The keys rattled in the door behind her, locking her into the outside world. The air was warm and humid as she stepped over the rusty bike that lay in her path, another failure of the government’s money-spending policies. The street was nearly empty. It had rained heavily the night before and the drains were crowded with litter, cigarette butts and face masks, a certain ironic contrast. One to save, one to kill. The street she lived on was a pretty street, lined with trees and gentrified houses, although it had started falling into disrepair these last few years. The shop on the corner had closed and its permanently shuttered windows were blind to the world, scrawled with anti-government graffiti. It was autumn and the leaves were starting to fall. There were 12 trees on the street visible from her window. She counted them during The Lockdown, four on her side of the street, eight on the other.

It was still strange being outside, the air felt somehow hollow, the people felt too close, too many, too there. Her neighbour waved at her from the other side of the road, their eyes crinkling into a smile. Their dog was sniffing around the base of a tree. She waved back.

She pushed open the door to the auditorium, smelling the sweet wood polish, and dusty velvet seats. It was dark inside but she could hear him at the piano. He always arrived before her, no matter how early she left home. Her feet echoed around the cavernous room as she climbed the steps, opened up her violin case. His fingers strolled over his scales as she spread rosin onto her bow and hoisted her violin beneath her chin. She watched as his hands came to a stop and he turned around.

‘Ready?’

Her violin soared in the empty space. Just the two of them. Their music was made for an audience but somehow they managed to fill the space. The fire escape, propped open to let a breeze into the stuffy auditorium, creaked in the wind. A storm was brewing again.

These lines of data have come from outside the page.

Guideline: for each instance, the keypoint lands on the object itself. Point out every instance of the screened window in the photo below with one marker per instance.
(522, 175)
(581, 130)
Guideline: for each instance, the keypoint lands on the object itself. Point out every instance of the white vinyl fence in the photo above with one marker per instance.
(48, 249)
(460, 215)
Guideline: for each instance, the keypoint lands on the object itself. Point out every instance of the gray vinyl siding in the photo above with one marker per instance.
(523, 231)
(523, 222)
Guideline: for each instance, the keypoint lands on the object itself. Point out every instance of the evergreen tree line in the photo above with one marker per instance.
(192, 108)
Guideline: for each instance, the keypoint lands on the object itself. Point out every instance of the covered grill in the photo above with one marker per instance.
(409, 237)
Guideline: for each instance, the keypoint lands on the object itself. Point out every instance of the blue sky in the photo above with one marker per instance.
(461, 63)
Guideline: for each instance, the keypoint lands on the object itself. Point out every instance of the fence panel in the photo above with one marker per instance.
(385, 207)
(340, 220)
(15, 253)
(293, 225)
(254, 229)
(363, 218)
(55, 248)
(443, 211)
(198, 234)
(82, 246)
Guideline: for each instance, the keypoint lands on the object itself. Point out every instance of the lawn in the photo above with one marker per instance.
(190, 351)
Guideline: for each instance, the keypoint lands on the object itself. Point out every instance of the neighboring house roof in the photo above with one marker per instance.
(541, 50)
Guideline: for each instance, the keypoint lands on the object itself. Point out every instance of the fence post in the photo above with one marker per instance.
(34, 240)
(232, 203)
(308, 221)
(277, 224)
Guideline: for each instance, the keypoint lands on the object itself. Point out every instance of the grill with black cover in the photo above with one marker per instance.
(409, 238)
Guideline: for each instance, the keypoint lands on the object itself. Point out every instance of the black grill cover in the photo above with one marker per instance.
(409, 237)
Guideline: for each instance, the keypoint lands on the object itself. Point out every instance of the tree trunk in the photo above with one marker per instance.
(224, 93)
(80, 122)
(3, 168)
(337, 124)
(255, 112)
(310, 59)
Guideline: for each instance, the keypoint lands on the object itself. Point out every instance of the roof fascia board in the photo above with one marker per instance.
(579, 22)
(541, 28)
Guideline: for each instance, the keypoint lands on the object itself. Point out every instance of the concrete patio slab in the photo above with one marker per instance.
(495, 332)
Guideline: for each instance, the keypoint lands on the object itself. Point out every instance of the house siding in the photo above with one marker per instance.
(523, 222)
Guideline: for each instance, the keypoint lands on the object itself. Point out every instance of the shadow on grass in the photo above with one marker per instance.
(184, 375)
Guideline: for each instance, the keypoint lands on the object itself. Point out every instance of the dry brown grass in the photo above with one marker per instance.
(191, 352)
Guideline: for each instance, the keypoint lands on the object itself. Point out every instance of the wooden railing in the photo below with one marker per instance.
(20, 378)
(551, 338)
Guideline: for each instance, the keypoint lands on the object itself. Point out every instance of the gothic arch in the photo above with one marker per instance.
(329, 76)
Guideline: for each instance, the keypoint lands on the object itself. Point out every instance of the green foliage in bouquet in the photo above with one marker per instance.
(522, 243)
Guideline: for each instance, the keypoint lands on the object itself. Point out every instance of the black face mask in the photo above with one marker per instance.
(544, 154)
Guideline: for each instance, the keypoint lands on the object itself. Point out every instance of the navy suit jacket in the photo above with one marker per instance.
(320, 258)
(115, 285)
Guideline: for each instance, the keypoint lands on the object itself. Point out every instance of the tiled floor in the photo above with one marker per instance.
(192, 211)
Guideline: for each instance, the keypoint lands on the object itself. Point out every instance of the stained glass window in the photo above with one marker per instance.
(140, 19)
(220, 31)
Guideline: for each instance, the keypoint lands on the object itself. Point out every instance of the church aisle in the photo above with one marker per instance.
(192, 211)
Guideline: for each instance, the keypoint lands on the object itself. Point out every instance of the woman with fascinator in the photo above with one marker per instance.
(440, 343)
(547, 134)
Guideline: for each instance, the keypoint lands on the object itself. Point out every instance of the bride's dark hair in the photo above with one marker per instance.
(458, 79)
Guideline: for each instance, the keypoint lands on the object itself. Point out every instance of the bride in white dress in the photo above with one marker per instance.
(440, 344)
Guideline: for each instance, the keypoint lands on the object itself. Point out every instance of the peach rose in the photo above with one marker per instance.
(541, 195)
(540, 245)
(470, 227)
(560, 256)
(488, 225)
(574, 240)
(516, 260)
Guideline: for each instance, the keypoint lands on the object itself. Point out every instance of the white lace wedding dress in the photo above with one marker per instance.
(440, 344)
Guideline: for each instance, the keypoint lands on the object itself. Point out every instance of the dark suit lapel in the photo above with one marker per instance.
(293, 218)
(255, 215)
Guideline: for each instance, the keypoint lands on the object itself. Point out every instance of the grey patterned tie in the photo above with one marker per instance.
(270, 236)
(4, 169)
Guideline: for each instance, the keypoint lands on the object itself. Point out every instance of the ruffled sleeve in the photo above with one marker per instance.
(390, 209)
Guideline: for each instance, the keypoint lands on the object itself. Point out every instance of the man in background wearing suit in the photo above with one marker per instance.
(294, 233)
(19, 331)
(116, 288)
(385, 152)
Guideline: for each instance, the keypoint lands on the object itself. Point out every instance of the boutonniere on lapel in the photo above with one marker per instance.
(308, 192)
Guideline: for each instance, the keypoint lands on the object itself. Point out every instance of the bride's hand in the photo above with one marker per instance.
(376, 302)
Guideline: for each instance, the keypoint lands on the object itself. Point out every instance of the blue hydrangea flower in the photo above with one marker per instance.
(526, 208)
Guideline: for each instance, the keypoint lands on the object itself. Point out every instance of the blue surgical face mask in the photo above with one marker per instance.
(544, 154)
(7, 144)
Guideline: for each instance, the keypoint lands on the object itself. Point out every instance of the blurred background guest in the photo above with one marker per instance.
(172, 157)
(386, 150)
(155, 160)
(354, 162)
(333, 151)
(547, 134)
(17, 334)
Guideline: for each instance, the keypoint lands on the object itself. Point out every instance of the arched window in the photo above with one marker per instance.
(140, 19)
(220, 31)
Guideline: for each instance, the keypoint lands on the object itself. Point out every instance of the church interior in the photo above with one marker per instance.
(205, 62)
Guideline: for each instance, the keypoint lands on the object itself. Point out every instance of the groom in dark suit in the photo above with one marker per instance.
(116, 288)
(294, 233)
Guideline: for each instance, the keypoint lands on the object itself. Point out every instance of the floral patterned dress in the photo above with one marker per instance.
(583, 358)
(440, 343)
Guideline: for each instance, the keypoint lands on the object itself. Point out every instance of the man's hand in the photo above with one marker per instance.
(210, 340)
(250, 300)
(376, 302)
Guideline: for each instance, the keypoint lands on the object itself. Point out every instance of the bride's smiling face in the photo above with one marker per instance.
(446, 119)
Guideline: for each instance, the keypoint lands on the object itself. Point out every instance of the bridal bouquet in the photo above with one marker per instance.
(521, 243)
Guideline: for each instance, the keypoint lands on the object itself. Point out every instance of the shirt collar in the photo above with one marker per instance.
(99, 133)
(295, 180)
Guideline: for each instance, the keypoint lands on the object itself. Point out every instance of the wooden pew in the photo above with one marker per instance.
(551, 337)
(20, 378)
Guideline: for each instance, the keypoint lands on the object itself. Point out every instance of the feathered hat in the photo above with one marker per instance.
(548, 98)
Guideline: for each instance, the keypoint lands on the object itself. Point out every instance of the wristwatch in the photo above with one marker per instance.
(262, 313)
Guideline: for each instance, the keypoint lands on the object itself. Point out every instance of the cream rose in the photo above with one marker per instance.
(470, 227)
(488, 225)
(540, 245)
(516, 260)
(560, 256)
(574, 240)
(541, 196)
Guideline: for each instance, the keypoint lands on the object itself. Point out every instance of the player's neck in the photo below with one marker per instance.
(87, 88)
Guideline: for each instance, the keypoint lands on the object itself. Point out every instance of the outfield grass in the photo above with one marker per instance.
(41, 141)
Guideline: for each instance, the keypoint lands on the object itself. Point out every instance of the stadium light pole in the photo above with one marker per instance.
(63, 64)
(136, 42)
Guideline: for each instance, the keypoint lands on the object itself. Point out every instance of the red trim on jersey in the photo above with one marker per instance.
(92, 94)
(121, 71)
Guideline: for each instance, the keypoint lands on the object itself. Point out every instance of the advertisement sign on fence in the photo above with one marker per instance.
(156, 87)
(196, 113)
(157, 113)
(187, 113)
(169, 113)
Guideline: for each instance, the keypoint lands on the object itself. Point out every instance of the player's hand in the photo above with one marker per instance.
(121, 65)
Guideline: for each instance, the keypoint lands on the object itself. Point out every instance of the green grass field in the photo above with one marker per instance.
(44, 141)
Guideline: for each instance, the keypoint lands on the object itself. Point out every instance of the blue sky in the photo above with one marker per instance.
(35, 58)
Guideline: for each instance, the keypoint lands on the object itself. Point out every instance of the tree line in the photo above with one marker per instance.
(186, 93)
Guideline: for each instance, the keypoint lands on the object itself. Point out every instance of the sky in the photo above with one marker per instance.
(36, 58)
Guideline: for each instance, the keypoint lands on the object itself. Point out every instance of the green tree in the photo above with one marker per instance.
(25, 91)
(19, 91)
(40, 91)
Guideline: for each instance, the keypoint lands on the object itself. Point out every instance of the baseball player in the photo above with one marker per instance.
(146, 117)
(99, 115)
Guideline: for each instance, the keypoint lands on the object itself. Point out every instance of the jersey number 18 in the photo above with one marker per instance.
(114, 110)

She looked at him. Not exactly looked, she couldn’t take him in all at once. She had glimpses, snapshots. A whole was overwhelming. She looked at his shoulders rising and falling with the music. At his neck. At his hands and they danced across the keys. Her own hands were stubby, her fingernails trimmed to the skin to play her violin. She looked at the back of his shirt collar, she looked at his hair, how it curled. She looked at his shoes, his ankles crossed beneath the piano chair.

The hours passed as they glided their way across their repertoire. She noticed her every error, but they somehow wordlessly corrected it, went back, tried that bar again.

‘Should we get a coffee?’ He said, closing the lid of the piano.

She had been closing her violin case, zipping it up. She stopped and looked at him, made eye contact, then looked away. Eyes were too much like the whole. She looked at his feet.

‘I’d like that.’

The wind had picked up when they stepped outside, locking the theatre door behind them, locking them outside. The walked the designated metre apart, her violin case rattling against her leg between them. He talked about their music, about the strange weather. A car passed them, blowing dead leave sin their direction. He joked that the government would soon be giving the people cash in exchange for their cars.

‘It’s the people's responsibility to end the climate catastrophe.’ He said, mimicking the prime minister’s posh voice. Thunder clouds were darkening the sky as they approached a cafe. A handful of people were sued outside. Government slogans were pasted onto the windows.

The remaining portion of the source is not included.